I'm lousy at the clicker. And really, I'm not being mindful. I was told to feed him his daily ration through clicker training, not a bowl of food. As I take Fenton to work now, and we have a 1 hour commute, I let him eat from his bowl while I get ready for work. He doesn't eat much at that time, plays with his toys. At work, I walk him with a treat bag on my hip and clicker in hand. We live in a small inlet community, very different to a city. So he is busy watching the folks on the road, the busses, scooter. I try to offer him food in clicker training, but he isn't wanting the food. So I try at lunch. Nope. I end up giving him a bit of kibble in his crate because I don't want to starve the pup. Yesterday at lunch, I had a bit of cheese- well that sparked his interest. I worry that if he only gets fed while I clicker train, he'll starve! Help!
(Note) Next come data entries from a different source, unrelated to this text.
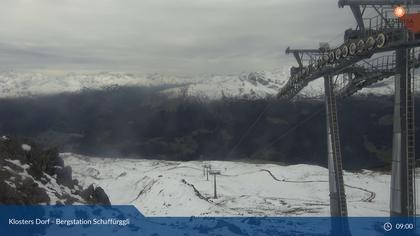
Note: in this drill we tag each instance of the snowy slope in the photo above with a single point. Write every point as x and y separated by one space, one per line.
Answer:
168 188
245 85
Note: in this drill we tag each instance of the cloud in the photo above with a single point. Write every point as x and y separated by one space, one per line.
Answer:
166 36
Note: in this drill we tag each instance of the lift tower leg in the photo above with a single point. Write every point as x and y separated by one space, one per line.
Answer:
338 204
403 148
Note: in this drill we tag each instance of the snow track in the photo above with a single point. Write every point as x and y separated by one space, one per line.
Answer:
370 198
170 188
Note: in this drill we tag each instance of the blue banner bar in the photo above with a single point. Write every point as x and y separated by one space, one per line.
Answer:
127 220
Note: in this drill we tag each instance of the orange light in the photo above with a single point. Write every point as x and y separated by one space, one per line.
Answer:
399 11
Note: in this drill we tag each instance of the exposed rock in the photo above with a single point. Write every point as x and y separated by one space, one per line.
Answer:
31 175
95 195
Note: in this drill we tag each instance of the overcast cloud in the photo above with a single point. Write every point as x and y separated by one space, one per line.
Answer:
165 36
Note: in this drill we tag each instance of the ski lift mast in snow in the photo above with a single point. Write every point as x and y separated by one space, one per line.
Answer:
214 173
206 169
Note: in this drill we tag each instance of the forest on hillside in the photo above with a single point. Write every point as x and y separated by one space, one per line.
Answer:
144 123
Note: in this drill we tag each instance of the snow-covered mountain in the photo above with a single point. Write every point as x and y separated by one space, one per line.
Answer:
245 85
31 175
173 188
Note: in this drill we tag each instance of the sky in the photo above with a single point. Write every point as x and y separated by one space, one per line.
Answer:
164 36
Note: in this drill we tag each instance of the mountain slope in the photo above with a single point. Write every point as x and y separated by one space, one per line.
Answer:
169 188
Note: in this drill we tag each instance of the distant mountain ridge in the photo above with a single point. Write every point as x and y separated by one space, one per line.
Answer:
245 85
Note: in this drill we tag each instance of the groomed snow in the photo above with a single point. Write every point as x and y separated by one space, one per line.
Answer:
169 188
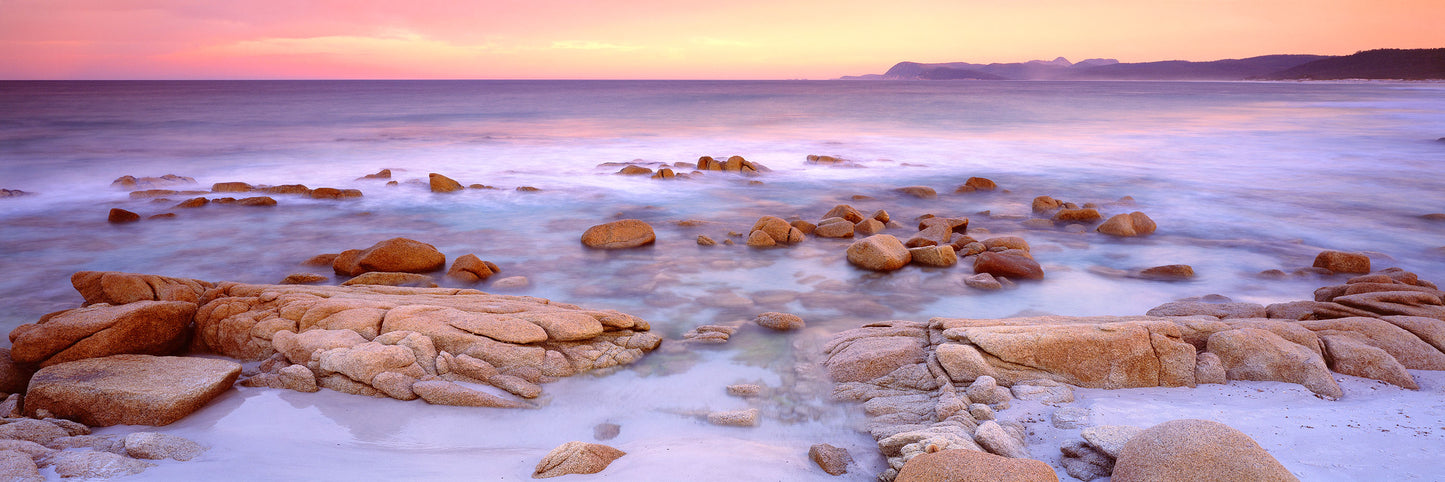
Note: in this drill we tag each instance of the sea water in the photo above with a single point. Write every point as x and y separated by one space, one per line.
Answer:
1240 176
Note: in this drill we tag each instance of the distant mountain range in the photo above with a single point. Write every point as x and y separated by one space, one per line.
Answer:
1382 64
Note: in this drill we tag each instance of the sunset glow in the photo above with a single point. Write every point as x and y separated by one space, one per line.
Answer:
83 39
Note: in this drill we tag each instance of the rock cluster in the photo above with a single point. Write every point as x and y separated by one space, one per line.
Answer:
1126 225
29 445
413 342
770 231
976 185
734 163
153 328
929 387
136 390
390 256
285 189
168 181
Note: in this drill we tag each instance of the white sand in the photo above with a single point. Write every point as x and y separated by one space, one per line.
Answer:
1376 432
Sent from my iPhone using Tapatalk


----------



## Sammy the spoo (Jul 7, 2016)

Kassie said:


> I'm lousy at the clicker. And really, I'm not being mindful. I was told to feed him his daily ration through clicker training, not a bowl of food. As I take Fenton to work now, and we have a 1 hour commute, I let him eat from his bowl while I get ready for work. He doesn't eat much at that time, plays with his toys. At work, I walk him with a treat bag on my hip and clicker in hand. We live in a small inlet community, very different to a city. So he is busy watching the folks on the road, the busses, scooter. I try to offer him food in clicker training, but he isn't wanting the food. So I try at lunch. Nope. I end up giving him a bit of kibble in his crate because I don't want to starve the pup. Yesterday at lunch, I had a bit of cheese- well that sparked his interest. I worry that if he only gets fed while I clicker train, he'll starve! Help!
> 
> 
> Sent from my iPhone using Tapatalk


I really don't know if it is a good method, but I give Sammy a different brand of kibble for clicker training. I wasn't crazy about giving him "treats" - I felt guilty giving biscuits or cookie-like-treats for health reasons. So I invested in a tiny bag of extra high end kibble and use that as my treat for clicker training. 
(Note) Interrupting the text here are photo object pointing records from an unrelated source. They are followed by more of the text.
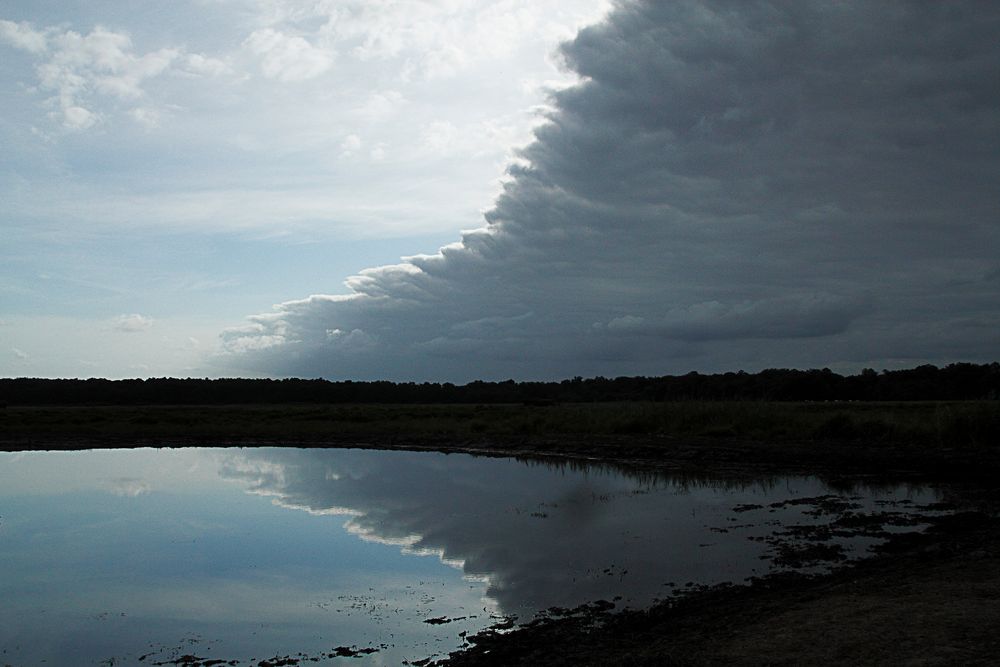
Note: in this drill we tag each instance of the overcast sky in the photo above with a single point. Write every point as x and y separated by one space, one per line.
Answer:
439 190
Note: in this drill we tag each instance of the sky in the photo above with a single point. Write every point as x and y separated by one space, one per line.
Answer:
448 191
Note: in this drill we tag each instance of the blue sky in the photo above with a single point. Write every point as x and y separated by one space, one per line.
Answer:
450 190
197 162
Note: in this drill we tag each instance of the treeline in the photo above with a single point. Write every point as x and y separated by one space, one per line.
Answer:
954 382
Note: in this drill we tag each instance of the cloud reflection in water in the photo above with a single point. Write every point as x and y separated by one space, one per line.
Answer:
540 535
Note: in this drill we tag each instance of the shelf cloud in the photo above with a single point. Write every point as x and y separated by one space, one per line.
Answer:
730 185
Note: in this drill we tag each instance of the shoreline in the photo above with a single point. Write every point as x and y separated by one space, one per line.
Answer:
932 598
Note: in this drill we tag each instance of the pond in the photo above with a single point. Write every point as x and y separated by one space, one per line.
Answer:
190 556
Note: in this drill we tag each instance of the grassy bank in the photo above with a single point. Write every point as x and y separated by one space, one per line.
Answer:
928 439
948 424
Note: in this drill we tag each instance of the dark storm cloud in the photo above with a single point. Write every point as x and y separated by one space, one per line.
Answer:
733 184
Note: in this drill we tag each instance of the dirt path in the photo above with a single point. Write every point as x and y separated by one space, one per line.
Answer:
935 602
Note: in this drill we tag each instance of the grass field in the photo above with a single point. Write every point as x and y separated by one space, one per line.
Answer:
948 424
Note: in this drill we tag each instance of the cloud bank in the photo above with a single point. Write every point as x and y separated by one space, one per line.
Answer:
732 185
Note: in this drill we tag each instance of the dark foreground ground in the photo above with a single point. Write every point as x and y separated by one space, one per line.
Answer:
932 599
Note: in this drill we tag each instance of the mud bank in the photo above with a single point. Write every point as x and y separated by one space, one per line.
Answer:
930 599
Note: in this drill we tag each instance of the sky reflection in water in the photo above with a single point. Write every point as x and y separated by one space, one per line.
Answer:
121 554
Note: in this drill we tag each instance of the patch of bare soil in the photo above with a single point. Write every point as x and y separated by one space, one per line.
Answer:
929 599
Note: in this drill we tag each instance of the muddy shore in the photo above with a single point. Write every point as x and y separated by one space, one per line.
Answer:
930 599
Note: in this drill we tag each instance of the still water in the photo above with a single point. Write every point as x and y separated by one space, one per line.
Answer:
117 557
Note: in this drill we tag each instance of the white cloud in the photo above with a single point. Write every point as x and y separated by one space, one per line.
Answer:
78 69
22 36
202 65
149 118
288 57
133 323
800 201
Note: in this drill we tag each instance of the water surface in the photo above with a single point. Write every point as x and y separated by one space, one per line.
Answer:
144 556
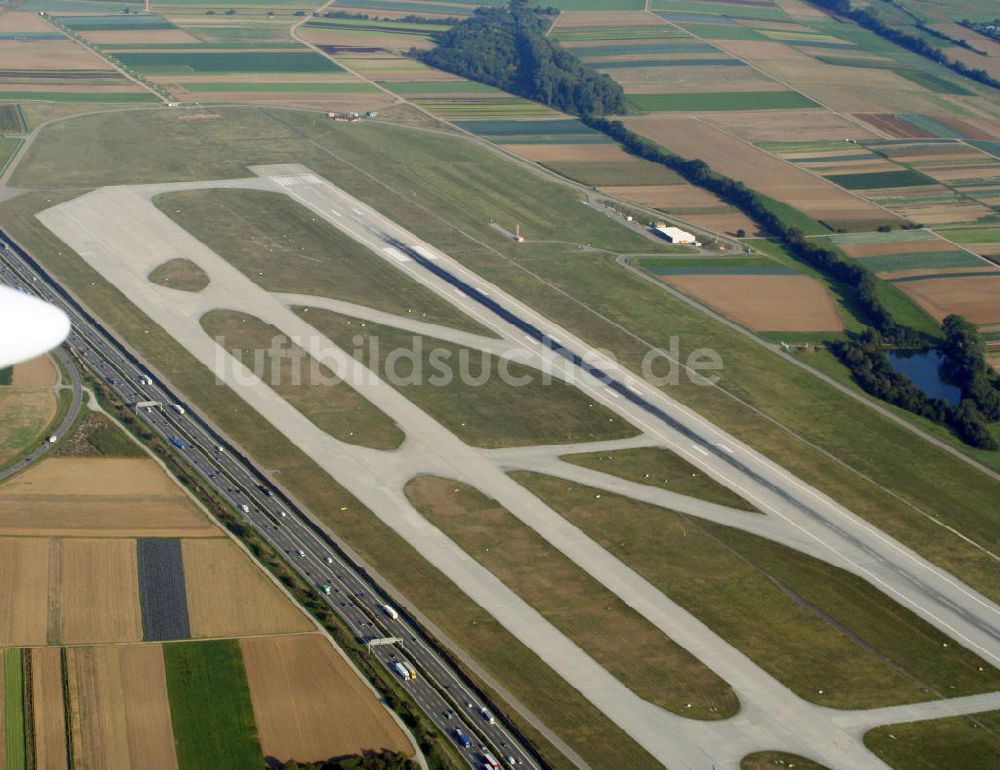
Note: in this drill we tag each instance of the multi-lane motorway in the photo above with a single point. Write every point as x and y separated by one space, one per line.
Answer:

I haven't adjusted the amount of food he gets yet because he is growing like a weed. He's a really good boy in that area because he only eats what he wants. Luckily he's not driven by food, but more for human/dog interaction or mind-draining exercises. 


Sent from my A0001 using Tapatalk


----------



## Poodlebeguiled (May 27, 2013)

kayla_baxter said:


> There was a study done which showed that dogs trained with a clicker leaned a behaviour 25% faster and with 25% fewer reinforcements than the dogs taught the same behaviour with a marker word. The clicker is just more precise and there is no tone difference or emotion added to it.
> 
> 
> Sent from my iPhone using Tapatalk


Yes, the clicker, it is thought is registered in a different part of the brain, where it is processed more instantly than words.


----------